けれど、前の家主のことを聞いた瞬間、ほんの少しだけ表情が柔らかくなった。
その変化を、俺は見逃さなかった。
悪魔だって、こんなふうに優しく笑うんだな。
そう思うと、この家の魔法使いは本当にいい人だったんだろうな、って。
そんな想像は、自然と浮かんできた。
「なぁ、俺の新しい主だよな?」
「んー…君はそれでいいの?俺、前の主とは全然違うと思うよ?」
「え?一緒じゃん!この家をこんなに綺麗にしてくれたんだから!前の主と一緒!」
「今なら自由に、どこにだって行けるんだぞ?」
「・・・・」
家主のことを思い浮かべていると、ディアボロス・リザードは再び、
「俺が新しい主だろ?」と尋ねてきた。
でも、俺と前の主じゃ器の大きさが違いすぎる。
簡単に「主」になれるとは思えなかった。
そう伝えても、彼は「前の主と同じだ」と言い切った。
そして、自由になれるぞ、と言っても首を縦には振らない。
それどころか、彼の瞳はまっすぐ俺だけを見ていて。
え?悪魔って、こんなに綺麗な瞳をするもんなのか?
こんなふうに見つめられたら、断れないじゃんか…。
そう思っていると、彼は翼をパタパタと揺らしながら、必死に訴えかけてきた。
「なんでも言うこと聞くからさ!悪さもしないよ!
俺、小さいから食費もそんなにかかんないし!いい子にするから!
だからっ…独りにしないで…」
「・・・っ!」
その姿はまるで、子どもが欲しいものをねだるために、
一生懸命親にお願いしているようだった。
そして、最後の一言。
それが俺の胸をギュッと締め付けて、思わず口元を押さえた。
ああ、この子は、ずっと寂しかったんだ。
魂がこの場に留まり続けたのも、
独りになりたくなくて、この家に残っていれば、
いつかまた誰かの側にいられるって…。
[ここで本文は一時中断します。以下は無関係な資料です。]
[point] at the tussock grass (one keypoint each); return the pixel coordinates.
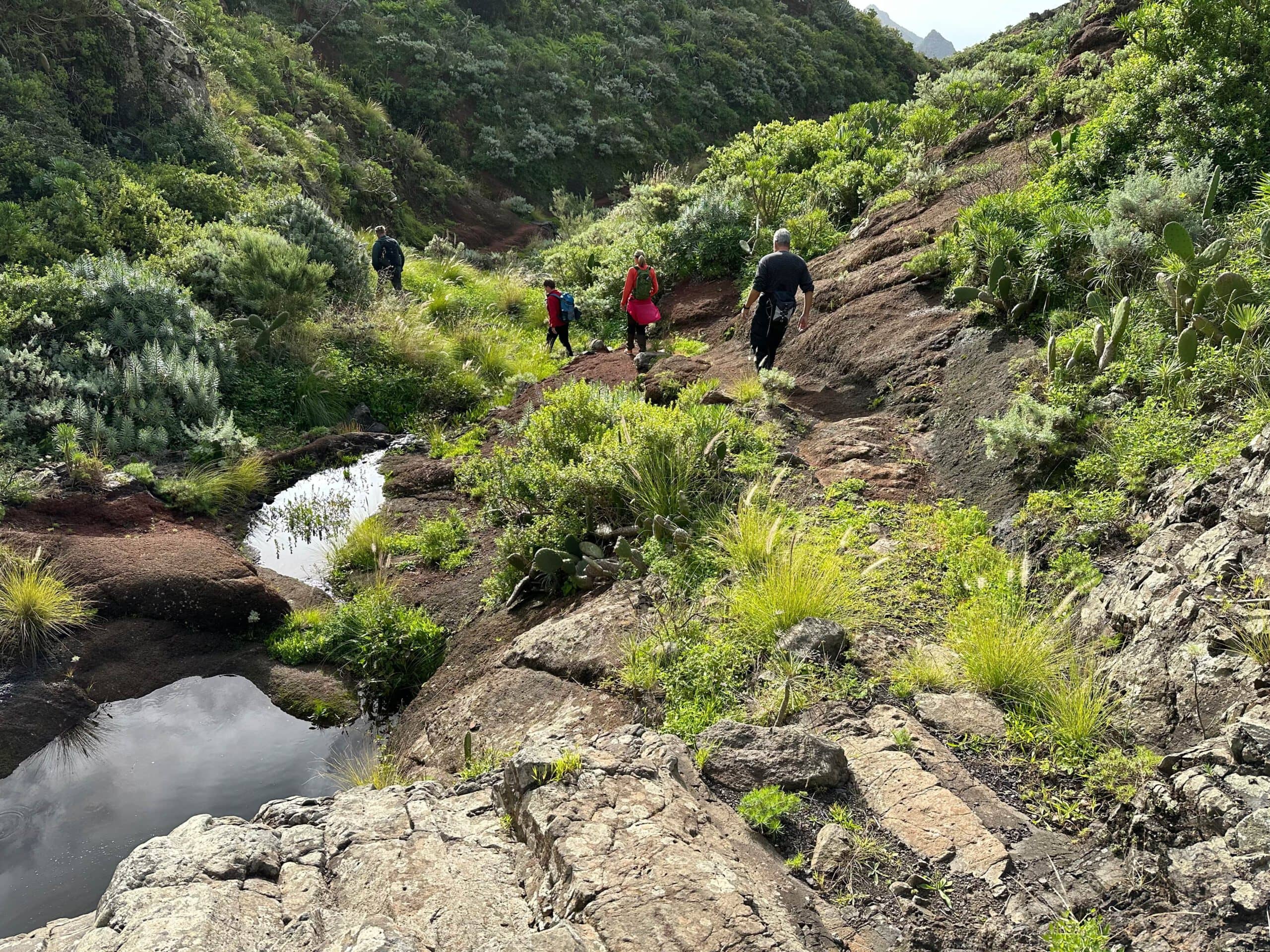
(921, 669)
(369, 767)
(39, 608)
(362, 549)
(751, 536)
(1078, 710)
(205, 490)
(1006, 652)
(801, 581)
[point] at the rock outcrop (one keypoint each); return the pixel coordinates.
(624, 848)
(1176, 608)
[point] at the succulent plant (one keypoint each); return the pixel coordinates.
(1003, 291)
(1062, 144)
(264, 330)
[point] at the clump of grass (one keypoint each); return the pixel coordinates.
(440, 542)
(39, 608)
(141, 473)
(369, 767)
(751, 536)
(747, 390)
(1253, 640)
(767, 808)
(921, 669)
(389, 647)
(482, 762)
(205, 490)
(1078, 710)
(1006, 652)
(1071, 935)
(362, 549)
(561, 770)
(799, 582)
(440, 447)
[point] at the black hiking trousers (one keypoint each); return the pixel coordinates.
(561, 334)
(635, 334)
(766, 336)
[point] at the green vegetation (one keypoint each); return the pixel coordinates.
(203, 490)
(1070, 933)
(369, 767)
(766, 809)
(545, 96)
(39, 607)
(389, 648)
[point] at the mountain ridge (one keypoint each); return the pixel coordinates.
(934, 45)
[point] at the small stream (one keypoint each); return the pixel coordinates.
(293, 534)
(140, 769)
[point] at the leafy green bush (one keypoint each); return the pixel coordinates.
(304, 223)
(766, 809)
(444, 542)
(390, 648)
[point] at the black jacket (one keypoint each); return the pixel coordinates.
(386, 254)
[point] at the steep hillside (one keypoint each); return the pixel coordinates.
(544, 96)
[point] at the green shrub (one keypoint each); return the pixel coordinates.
(1028, 429)
(444, 543)
(390, 648)
(1072, 935)
(766, 809)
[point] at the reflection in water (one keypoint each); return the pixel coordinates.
(293, 534)
(79, 743)
(202, 746)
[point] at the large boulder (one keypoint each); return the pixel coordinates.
(745, 757)
(584, 645)
(815, 640)
(624, 849)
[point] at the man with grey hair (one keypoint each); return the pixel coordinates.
(779, 278)
(388, 258)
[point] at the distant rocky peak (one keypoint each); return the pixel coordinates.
(934, 46)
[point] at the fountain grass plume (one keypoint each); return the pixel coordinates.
(369, 767)
(39, 607)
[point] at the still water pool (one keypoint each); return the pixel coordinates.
(137, 770)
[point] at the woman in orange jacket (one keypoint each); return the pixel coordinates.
(638, 302)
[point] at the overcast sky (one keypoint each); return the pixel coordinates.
(964, 22)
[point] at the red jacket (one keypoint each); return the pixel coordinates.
(554, 318)
(631, 284)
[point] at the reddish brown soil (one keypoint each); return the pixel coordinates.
(479, 223)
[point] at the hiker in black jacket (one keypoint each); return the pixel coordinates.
(778, 281)
(388, 258)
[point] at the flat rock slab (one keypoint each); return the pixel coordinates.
(746, 756)
(627, 852)
(962, 715)
(926, 817)
(584, 645)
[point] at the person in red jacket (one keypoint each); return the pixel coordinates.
(558, 328)
(638, 302)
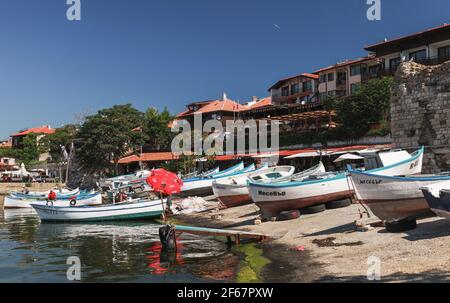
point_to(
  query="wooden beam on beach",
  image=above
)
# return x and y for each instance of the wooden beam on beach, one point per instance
(237, 234)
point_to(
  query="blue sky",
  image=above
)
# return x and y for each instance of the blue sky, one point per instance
(169, 52)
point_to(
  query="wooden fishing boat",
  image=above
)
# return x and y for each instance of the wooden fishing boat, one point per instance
(131, 210)
(203, 186)
(273, 198)
(438, 198)
(196, 174)
(87, 199)
(393, 198)
(60, 193)
(233, 191)
(134, 190)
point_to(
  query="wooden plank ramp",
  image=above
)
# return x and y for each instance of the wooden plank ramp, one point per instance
(229, 233)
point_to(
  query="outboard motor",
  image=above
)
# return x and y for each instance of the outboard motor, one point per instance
(168, 239)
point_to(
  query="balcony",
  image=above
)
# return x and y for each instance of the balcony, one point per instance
(291, 98)
(433, 60)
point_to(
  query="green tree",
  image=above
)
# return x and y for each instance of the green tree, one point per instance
(109, 135)
(30, 150)
(63, 136)
(156, 128)
(369, 105)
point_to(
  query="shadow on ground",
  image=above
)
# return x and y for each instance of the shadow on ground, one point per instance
(432, 276)
(346, 228)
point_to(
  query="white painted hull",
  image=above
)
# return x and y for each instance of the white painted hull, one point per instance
(277, 197)
(274, 199)
(11, 202)
(392, 198)
(203, 186)
(120, 211)
(234, 191)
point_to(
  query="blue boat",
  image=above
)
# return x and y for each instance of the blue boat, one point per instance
(438, 198)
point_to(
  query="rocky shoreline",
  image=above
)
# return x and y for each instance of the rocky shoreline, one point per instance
(328, 247)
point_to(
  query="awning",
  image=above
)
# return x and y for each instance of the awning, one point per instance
(266, 156)
(348, 157)
(307, 155)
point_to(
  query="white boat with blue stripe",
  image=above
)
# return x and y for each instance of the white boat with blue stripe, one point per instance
(393, 198)
(203, 186)
(130, 210)
(82, 199)
(273, 198)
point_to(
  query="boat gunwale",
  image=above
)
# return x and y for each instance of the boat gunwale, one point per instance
(339, 176)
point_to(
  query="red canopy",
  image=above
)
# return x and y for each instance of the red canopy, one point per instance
(164, 181)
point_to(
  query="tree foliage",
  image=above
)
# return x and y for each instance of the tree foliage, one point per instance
(63, 136)
(156, 129)
(109, 135)
(369, 105)
(30, 150)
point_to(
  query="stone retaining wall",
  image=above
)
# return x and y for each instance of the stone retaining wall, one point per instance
(420, 112)
(6, 188)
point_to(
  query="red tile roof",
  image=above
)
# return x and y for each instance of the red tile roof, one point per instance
(261, 103)
(36, 130)
(167, 156)
(5, 143)
(148, 157)
(442, 27)
(226, 105)
(345, 63)
(282, 81)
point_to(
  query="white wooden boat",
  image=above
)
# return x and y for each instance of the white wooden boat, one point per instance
(43, 194)
(233, 191)
(82, 200)
(438, 198)
(272, 198)
(132, 210)
(203, 186)
(393, 198)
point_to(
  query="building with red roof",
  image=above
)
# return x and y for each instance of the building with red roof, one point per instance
(221, 110)
(343, 78)
(5, 144)
(299, 89)
(40, 131)
(429, 47)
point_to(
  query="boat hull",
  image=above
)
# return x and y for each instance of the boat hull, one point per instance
(115, 212)
(11, 202)
(272, 209)
(439, 205)
(203, 186)
(392, 198)
(274, 199)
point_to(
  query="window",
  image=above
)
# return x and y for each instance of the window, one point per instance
(374, 70)
(444, 52)
(295, 89)
(354, 88)
(330, 77)
(355, 70)
(307, 86)
(394, 63)
(323, 96)
(422, 54)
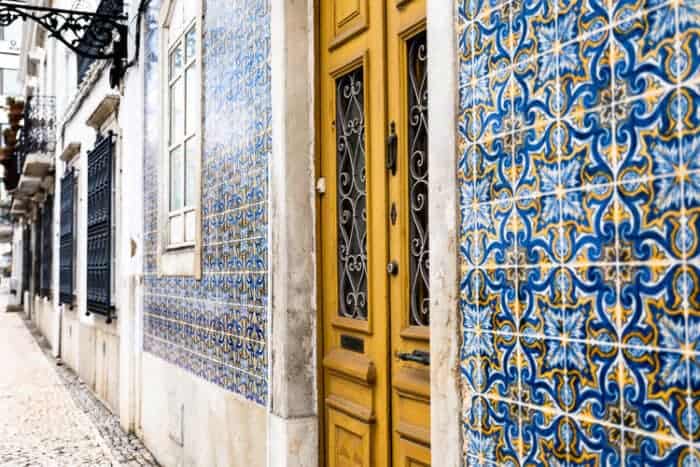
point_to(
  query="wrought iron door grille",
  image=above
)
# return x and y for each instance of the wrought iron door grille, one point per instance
(99, 241)
(419, 244)
(38, 134)
(352, 196)
(66, 247)
(113, 8)
(46, 247)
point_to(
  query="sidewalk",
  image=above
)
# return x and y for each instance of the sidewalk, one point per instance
(42, 422)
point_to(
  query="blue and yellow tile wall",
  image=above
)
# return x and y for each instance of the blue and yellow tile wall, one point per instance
(580, 215)
(216, 327)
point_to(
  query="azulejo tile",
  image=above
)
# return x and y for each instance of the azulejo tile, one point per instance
(590, 304)
(539, 229)
(498, 433)
(647, 135)
(650, 450)
(588, 224)
(652, 300)
(215, 328)
(545, 438)
(585, 143)
(492, 40)
(534, 28)
(650, 220)
(592, 380)
(585, 71)
(655, 391)
(576, 18)
(590, 154)
(536, 95)
(644, 47)
(593, 443)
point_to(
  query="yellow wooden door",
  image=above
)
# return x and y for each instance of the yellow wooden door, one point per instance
(364, 303)
(407, 113)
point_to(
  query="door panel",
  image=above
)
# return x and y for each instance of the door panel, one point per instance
(353, 219)
(376, 406)
(409, 243)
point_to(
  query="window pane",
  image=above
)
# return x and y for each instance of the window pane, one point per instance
(190, 11)
(190, 172)
(189, 226)
(176, 179)
(193, 95)
(176, 230)
(190, 43)
(177, 112)
(9, 82)
(176, 61)
(176, 19)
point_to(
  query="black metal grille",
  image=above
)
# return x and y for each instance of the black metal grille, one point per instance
(38, 257)
(46, 247)
(352, 196)
(38, 134)
(66, 248)
(99, 241)
(419, 244)
(112, 8)
(27, 260)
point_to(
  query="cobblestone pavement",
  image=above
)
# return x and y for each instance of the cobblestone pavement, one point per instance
(48, 417)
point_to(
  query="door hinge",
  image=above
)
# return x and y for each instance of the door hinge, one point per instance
(391, 143)
(321, 185)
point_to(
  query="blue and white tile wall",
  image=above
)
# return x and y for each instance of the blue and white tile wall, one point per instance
(216, 328)
(580, 215)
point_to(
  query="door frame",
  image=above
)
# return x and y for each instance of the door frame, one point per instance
(294, 351)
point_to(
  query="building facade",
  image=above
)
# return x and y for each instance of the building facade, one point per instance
(422, 232)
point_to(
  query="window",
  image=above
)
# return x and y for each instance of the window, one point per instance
(46, 247)
(181, 77)
(8, 82)
(184, 93)
(67, 252)
(99, 235)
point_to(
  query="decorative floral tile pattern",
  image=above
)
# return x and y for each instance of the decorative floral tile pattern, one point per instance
(579, 173)
(216, 328)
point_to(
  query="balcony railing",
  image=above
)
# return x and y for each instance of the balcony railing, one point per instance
(108, 8)
(38, 134)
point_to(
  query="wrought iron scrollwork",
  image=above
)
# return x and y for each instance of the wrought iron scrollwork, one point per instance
(39, 130)
(66, 247)
(94, 35)
(46, 246)
(352, 197)
(99, 237)
(418, 180)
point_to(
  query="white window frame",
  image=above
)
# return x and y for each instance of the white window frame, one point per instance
(182, 258)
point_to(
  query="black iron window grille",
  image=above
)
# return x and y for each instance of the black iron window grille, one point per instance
(99, 238)
(46, 247)
(27, 260)
(38, 257)
(38, 134)
(66, 241)
(107, 8)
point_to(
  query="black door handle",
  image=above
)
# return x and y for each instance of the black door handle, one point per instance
(417, 356)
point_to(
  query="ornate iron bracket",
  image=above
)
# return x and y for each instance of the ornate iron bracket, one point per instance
(93, 35)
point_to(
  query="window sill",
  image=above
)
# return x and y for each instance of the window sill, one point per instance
(182, 261)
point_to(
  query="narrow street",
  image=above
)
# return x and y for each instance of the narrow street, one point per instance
(47, 416)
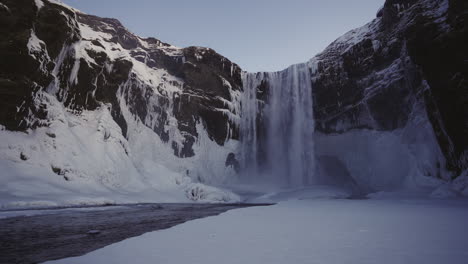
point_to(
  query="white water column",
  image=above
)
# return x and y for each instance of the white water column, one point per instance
(289, 127)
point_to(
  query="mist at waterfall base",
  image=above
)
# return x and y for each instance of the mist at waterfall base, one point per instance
(277, 131)
(281, 151)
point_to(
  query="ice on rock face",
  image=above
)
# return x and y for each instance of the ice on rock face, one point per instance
(287, 144)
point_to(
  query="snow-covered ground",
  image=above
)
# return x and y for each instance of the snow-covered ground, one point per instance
(386, 230)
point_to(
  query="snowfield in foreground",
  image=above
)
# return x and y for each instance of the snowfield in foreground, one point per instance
(307, 231)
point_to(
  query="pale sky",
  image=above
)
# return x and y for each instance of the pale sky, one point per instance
(259, 35)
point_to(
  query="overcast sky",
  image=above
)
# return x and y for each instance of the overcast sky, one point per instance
(259, 35)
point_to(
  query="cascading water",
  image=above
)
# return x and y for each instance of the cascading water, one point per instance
(277, 130)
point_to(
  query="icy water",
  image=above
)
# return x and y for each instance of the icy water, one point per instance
(277, 128)
(75, 232)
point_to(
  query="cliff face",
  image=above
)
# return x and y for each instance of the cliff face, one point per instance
(389, 100)
(388, 112)
(122, 106)
(411, 53)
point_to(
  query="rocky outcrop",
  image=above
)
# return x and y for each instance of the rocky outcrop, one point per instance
(373, 76)
(87, 61)
(392, 93)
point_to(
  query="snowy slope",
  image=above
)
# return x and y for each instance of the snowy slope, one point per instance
(320, 231)
(91, 113)
(110, 118)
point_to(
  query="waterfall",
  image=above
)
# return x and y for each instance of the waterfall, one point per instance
(277, 130)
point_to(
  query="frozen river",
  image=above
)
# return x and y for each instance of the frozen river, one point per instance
(34, 236)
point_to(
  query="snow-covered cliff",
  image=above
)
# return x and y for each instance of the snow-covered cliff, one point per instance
(91, 113)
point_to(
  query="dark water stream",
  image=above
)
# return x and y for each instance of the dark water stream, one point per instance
(74, 232)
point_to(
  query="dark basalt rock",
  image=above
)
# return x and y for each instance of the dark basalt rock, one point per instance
(208, 77)
(419, 48)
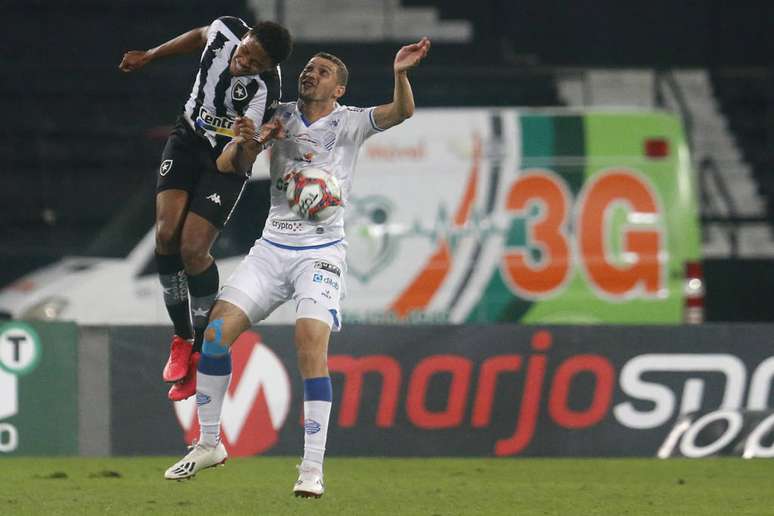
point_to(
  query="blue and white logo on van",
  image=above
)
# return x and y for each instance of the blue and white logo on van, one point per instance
(165, 167)
(239, 92)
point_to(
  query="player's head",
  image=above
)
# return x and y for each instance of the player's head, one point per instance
(324, 77)
(261, 49)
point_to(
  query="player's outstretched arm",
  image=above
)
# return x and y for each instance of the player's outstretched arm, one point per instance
(186, 43)
(402, 105)
(238, 156)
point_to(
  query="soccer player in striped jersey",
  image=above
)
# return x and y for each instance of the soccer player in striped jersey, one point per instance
(238, 81)
(295, 258)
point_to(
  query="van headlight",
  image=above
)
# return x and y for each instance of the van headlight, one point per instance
(46, 310)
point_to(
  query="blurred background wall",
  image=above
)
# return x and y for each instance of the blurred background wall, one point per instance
(82, 140)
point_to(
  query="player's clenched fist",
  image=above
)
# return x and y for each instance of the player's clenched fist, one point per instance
(244, 128)
(134, 60)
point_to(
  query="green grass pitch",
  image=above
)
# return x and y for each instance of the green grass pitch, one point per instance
(363, 486)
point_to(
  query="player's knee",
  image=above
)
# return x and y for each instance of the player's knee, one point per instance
(214, 344)
(194, 254)
(167, 238)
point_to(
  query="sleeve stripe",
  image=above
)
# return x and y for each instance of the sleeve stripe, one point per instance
(373, 123)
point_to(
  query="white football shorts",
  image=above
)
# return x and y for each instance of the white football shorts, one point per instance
(271, 274)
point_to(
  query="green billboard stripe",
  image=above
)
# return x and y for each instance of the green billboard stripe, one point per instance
(537, 136)
(498, 303)
(569, 140)
(44, 419)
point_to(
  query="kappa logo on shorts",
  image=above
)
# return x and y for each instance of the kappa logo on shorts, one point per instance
(239, 92)
(327, 267)
(165, 167)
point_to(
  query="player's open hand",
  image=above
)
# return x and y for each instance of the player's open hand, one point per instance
(134, 60)
(410, 55)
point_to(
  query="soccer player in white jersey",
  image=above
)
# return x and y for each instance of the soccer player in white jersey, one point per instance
(295, 258)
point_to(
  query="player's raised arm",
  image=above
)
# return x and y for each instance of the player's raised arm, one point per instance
(240, 153)
(402, 105)
(186, 43)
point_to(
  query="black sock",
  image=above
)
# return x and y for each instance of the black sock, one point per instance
(204, 288)
(175, 284)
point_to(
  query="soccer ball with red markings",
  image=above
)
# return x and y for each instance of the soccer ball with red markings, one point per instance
(313, 194)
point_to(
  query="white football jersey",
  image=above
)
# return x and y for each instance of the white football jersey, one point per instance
(332, 144)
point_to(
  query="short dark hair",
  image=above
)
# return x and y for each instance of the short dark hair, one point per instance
(342, 74)
(275, 40)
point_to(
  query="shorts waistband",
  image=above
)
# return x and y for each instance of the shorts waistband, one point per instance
(303, 247)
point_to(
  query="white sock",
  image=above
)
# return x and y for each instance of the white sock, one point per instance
(210, 392)
(316, 415)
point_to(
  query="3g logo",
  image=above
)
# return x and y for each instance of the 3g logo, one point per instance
(616, 265)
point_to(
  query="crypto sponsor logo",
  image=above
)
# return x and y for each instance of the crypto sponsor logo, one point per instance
(256, 404)
(286, 226)
(238, 91)
(327, 267)
(166, 167)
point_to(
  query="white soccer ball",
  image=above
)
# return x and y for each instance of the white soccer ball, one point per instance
(313, 193)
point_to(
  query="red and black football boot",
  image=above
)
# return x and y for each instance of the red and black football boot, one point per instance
(179, 358)
(186, 387)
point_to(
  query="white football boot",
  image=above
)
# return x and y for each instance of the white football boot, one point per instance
(199, 458)
(309, 483)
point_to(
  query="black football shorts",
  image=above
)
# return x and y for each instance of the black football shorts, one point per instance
(188, 163)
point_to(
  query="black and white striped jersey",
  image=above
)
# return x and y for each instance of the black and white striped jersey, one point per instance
(218, 97)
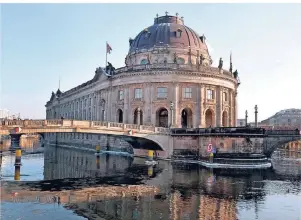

そう思ったんじゃないかな。
勝手な想像だけどさ。
でも、そんなふうに頑張ってきた子に「自由になれるよ」なんて。
俺、いつからそんなに冷たい奴になったんだ?
この子は、誰かと一緒にいることを望んでる。
それが俺っていうなら…
俺が側にいる。俺が死ぬまでは、ずっと側にいる。
そう決めて、浮かぶ小さな体を、そっと包み込んだ。